The appearance of the three gold rings belonging to Arlene Fraser more than a week after she vanished more than 13 years ago was the "cornerstone" of the case against Nat Fraser.

Yesterday, the same matrimonial jewellery appeared to be its undoing at the UK Supreme Court.

The Crown had convinced the jury at Fraser’s murder trial in 2003 that the three rings -- one for engagement, another for marriage and a third for eternity -- had been placed by the accused in the family bathroom to create the sense that his wife had removed the pieces of gold to symbolise she was walking away from her husband.

But a police officer’s precognition statement, given under oath ahead of the trial, dramatically undermined the Crown’s position.

Nobody in the court, including the advocate depute and, crucially, Nat Fraser’s defence team, knew about this evidence.

PC Neil Lynch claimed in the statement he had seen a bracelets and rings in the bathroom in the Fraser household on the night Fraser’s wife disappeared, before a police search began.

His colleague, WPC Julie Clark, later concurred with her colleague’s remarks, claiming she too had mentioned this during her precognition.

The recollections were at odds with the contents of the officers’s notebooks and their earlier claims. Despite an intention that PC Lynch should come back to the police station at Elgin and identify the rings, the claims were never fully followed up.

In 2006, Nat Fraser started proceedings to challenge his conviction in the Court of Appeal. The first ground was that the officers’ evidence was new and, as it was not heard by the jury, he was a victim of a miscarriage of justice. The Crown’s failure to disclose PC Lynch’s evidence to the defence before the trial had the same result, Fraser claimed.

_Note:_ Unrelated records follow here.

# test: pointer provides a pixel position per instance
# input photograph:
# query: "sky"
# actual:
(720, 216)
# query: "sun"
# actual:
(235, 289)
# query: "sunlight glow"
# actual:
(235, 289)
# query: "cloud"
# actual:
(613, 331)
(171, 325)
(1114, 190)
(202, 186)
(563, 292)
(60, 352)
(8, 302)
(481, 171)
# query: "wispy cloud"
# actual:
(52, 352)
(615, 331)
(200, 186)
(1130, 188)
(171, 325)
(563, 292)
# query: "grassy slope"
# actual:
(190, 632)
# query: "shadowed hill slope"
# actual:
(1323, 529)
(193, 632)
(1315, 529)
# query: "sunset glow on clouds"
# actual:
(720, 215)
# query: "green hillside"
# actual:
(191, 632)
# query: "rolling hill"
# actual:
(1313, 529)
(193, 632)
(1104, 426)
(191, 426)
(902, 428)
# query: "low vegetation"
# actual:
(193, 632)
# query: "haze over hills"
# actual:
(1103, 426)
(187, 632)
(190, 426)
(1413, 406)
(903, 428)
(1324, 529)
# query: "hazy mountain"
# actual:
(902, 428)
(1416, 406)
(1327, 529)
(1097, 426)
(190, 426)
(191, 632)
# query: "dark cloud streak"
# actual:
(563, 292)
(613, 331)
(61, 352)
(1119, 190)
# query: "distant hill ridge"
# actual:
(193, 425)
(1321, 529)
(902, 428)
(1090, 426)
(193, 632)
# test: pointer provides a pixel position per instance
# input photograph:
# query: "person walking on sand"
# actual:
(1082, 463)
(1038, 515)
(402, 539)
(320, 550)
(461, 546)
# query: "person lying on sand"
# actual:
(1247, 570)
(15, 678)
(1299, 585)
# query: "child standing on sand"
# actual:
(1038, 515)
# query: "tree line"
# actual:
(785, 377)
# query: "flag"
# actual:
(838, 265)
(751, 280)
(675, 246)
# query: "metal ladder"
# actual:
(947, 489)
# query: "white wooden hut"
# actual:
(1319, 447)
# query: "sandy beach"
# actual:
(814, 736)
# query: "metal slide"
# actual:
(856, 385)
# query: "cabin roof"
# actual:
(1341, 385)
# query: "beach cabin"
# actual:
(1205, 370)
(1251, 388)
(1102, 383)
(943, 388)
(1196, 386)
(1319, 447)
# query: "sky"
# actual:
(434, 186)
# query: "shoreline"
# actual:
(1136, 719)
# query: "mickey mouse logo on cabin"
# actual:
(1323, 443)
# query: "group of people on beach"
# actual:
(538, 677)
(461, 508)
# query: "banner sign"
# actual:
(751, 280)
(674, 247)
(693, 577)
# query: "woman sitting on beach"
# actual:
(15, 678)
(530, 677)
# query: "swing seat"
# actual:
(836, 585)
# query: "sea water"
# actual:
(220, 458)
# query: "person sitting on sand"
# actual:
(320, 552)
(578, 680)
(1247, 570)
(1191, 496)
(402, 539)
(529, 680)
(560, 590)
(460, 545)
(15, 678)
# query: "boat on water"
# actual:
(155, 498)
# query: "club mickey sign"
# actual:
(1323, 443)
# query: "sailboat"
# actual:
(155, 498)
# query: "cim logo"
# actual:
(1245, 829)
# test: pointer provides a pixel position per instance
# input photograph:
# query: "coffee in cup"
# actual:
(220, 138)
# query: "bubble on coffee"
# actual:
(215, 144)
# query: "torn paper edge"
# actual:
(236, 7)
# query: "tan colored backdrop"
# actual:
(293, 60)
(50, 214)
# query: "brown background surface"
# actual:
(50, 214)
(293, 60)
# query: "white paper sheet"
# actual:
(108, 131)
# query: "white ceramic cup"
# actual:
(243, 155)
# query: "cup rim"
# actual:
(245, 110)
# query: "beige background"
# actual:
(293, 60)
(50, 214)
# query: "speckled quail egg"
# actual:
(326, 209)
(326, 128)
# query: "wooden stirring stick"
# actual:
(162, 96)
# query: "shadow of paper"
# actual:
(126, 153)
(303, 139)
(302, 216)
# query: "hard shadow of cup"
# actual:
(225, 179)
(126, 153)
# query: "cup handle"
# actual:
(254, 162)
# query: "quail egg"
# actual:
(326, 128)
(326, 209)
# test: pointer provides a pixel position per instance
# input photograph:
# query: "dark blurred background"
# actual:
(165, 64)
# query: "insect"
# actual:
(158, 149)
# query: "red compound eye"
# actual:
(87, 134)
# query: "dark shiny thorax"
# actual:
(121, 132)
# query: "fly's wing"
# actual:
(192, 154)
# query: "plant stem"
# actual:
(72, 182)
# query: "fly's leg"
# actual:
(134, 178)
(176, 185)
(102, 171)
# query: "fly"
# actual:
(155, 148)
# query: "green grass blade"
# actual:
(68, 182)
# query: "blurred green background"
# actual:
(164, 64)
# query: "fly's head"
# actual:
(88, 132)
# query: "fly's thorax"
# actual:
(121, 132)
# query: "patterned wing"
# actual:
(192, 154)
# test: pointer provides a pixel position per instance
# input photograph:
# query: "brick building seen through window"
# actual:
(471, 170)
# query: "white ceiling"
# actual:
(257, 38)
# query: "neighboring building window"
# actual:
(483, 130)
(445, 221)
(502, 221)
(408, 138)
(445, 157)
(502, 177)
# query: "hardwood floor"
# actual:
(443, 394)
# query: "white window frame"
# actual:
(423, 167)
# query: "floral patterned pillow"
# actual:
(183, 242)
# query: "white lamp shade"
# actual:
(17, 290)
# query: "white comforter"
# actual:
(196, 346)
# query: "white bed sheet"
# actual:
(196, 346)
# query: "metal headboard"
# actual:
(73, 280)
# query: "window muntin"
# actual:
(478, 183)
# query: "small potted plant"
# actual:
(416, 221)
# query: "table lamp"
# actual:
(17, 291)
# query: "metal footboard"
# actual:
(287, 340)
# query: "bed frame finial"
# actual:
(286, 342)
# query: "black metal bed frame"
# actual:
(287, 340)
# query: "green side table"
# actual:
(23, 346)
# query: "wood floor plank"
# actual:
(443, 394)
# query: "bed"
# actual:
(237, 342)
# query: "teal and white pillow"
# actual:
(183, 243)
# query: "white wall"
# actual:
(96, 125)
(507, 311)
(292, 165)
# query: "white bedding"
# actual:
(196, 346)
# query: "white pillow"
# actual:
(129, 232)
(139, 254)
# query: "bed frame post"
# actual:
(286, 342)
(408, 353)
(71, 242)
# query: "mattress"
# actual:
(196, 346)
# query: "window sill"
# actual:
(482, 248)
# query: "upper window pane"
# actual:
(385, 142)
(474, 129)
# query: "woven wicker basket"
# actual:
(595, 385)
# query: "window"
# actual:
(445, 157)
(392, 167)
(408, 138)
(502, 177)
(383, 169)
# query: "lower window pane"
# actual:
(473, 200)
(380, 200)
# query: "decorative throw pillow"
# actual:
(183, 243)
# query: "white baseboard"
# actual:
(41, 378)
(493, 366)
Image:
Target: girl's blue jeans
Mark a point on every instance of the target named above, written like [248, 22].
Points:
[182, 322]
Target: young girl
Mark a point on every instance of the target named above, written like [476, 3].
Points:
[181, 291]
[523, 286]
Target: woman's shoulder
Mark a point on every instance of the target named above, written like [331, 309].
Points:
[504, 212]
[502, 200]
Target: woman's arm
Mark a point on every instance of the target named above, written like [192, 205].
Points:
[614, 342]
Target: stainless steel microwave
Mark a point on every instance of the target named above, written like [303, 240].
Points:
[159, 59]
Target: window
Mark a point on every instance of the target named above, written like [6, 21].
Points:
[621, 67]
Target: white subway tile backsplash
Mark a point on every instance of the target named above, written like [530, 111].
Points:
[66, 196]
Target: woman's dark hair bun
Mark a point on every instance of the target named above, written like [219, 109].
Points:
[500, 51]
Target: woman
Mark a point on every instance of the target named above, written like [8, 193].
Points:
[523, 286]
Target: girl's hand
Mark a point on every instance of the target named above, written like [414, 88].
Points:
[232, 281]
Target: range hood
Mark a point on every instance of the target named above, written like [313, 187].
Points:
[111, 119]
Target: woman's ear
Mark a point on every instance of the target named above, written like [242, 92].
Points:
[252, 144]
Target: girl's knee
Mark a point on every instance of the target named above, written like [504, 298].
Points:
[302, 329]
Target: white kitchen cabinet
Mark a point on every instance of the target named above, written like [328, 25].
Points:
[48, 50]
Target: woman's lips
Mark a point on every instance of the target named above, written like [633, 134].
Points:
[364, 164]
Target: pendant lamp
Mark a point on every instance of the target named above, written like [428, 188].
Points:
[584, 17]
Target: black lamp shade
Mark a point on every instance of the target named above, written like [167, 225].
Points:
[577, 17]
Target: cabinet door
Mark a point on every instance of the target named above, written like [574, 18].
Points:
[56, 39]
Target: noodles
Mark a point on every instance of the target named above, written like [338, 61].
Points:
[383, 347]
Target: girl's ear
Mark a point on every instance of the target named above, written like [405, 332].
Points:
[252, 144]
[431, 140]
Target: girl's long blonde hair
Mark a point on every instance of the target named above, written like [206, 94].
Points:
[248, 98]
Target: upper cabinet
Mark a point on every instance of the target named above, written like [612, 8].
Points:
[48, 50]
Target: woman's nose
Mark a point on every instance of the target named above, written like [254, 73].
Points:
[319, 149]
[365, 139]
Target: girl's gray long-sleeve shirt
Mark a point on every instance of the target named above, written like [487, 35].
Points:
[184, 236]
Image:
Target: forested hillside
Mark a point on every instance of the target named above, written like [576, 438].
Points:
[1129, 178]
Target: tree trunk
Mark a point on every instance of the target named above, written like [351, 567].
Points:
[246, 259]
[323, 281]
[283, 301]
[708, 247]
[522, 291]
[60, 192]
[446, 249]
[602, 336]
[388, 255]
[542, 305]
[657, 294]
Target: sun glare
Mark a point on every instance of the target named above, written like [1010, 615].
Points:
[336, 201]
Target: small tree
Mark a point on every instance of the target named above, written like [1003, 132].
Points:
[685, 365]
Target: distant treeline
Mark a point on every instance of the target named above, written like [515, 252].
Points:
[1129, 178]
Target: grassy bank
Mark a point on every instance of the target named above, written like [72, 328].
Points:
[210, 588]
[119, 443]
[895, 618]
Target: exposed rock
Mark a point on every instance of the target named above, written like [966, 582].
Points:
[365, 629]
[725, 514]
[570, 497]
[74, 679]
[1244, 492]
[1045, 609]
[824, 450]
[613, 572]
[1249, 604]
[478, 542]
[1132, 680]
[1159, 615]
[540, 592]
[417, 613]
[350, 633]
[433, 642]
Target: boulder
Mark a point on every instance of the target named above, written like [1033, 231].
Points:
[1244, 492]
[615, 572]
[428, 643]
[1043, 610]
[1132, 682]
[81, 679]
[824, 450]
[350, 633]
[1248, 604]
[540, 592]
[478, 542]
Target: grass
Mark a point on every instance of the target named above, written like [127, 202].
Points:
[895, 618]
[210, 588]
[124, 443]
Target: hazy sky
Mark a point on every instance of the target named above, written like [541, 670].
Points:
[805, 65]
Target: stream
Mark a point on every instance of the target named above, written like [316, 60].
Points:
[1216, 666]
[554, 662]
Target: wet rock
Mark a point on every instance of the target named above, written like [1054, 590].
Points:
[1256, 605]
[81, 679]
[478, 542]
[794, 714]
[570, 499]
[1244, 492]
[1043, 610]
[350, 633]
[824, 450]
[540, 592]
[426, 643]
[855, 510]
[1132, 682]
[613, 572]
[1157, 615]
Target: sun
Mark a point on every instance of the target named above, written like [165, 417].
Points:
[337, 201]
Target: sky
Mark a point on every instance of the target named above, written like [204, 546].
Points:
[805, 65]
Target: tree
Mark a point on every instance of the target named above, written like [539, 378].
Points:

In 2008, Lord Justice Clerk, Lord Gill, ruled that the officers’ evidence was not new but, even if it was, the verdict could not be regarded as flawed. Fraser, freed from jail pending the appeal, was back in prison.

Lord Gill played down the precognition statement, saying that “even at its highest” PC Lynch and WPC Clark’s evidence had no material significance in comparison with evidence of family members and the circumstantial background to the case.

But it was this crucial position that the Supreme Court, which considered Fraser’s right to fair trial under Article 6 of the European Convention on Human Rights, undermined.

Lord Hope, Deputy President of the court, stated in his judgement yesterday: “The proposition that the appellant had returned the rings to the bathroom on May 7 was, as the Advocate Depute said in his address to the jury, the cornerstone of the Crown’s case.”

He went on to say: “The fact is that the Crown chose to present the case at the trial in a way that it would not have chosen to do if it had been aware at the time of the trial that there was evidence that the rings were in the house within hours of Arlene’s disappearance.

“Nor is it an answer to say that the obligation of disclosure does not extend to precognitions in the possession of the Crown.

“This is because the evidence as to the presence of the rings in the house on that night had such an obvious bearing on a crucial part of a circumstantial case against the appellant.

“It does not matter where the material was to be found.

“It was information that ought to have been given to the defence, and the failure to do this was a breach of the appellant’s Article 6 right.”

Lord Gill said in 2008 that he was not persuaded that the recollections of either officer could be regarded as reliable.

However, Lord Hope found that disclosure of the material would have opened up lines of cross-examination that were never pursued by the defence.

“It would also materially weakened the Crown’s attack on the appellant that he had no explanation to give for bringing the rings back to the house on May 7 and the theory that he had retrieved them from Arlene’s dead body. He would not have had to provide an explanation if, as the evidence of PC Lynch and WPC Clark suggested, the rings were in the house all along.

“Of course, the reliability of their evidence would have been called into question. But so too would the reliability of the evidence for the Crown, including the video that was taken during the police search of the bathroom,” he said.

The rings were not captured on the police video.

The theory that Nat Fraser removed the three rings from the dead body would be “untenable” if the officer’s evidence had been accepted, Lord Hope said. If that had been the case, the defence arguments would be able to “strike at the heart” of the Crown case.

Lord Hope concluded. “The trial would have been significantly different had the material that was not disclosed been available.

“There is a real possibility that this would have been sufficient to raise a reasonable doubt about the Crown’s case that the appellant returned the rings to the bathroom on May 7. If that were so, the jury’s verdict would be bound in view of the trial judge’s direction to have been different.”